You can profile OpenCL application as any other application with generic profiling tools such as “gprof”. Here we explain how to profile commands in the OpenCL command queue.

Host Side Profiling

To profile commands on the host side, you will need to specify “CL_QUEUE_PROFILING_ENABLE” property when creating the command queue. OpenCL runtime will then record the host-side timestamp in nano-seconds when the command is enqueued, is submitted, starts execution and finishes execution. User code can query these timestamps using “clGetEventProfilingInfo” API on the corresponding event that is returned at command enqueue time.

DSP Side Profiling

OpenCL runtime also records timestamps for predefined OpenCL activities on the DSP side and uses lightweight ULM (Usage and Load Monitor) to communicate those data back to host. These predefined activities include start and finish of a workgroup execution, and dsp cache coherency operations. On the host side, users will need to use dsptop utility to retrieve the information.
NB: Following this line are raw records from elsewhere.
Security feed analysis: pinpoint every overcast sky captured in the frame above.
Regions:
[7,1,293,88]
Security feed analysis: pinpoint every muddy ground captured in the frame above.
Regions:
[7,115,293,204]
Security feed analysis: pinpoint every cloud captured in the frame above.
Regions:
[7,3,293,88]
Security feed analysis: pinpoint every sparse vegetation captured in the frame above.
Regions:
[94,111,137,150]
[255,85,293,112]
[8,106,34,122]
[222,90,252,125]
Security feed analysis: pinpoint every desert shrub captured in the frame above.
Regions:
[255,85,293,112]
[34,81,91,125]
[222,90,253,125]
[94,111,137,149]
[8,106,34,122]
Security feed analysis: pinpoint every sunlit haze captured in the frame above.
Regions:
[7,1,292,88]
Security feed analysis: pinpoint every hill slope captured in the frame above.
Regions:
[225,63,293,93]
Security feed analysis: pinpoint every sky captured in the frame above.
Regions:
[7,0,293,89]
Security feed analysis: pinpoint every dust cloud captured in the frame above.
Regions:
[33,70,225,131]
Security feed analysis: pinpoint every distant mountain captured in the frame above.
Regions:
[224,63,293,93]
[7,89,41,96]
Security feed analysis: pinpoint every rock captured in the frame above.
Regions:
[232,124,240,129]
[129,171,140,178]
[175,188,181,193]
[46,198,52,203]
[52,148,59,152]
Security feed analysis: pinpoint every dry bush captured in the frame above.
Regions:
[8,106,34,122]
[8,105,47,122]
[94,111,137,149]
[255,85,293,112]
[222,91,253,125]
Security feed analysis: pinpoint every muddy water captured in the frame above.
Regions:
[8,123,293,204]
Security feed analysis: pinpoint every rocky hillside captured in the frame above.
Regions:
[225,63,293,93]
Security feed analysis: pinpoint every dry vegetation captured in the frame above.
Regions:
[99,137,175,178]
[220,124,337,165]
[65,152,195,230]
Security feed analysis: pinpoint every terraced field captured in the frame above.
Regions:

You probably will need two windows/consoles and run your OpenCL application after dsptop is run, for example,

  1. In window 1, run dsptop -l last
  2. In window 2, launch your OpenCL application, wait for it to finish
  3. Back in window 1, type “q” to quit dsptop. dsptop should print out the information sent back from the DSP side.

Details about usage of dsptop can be found by running dsptop -h and by this dsptop wikipage .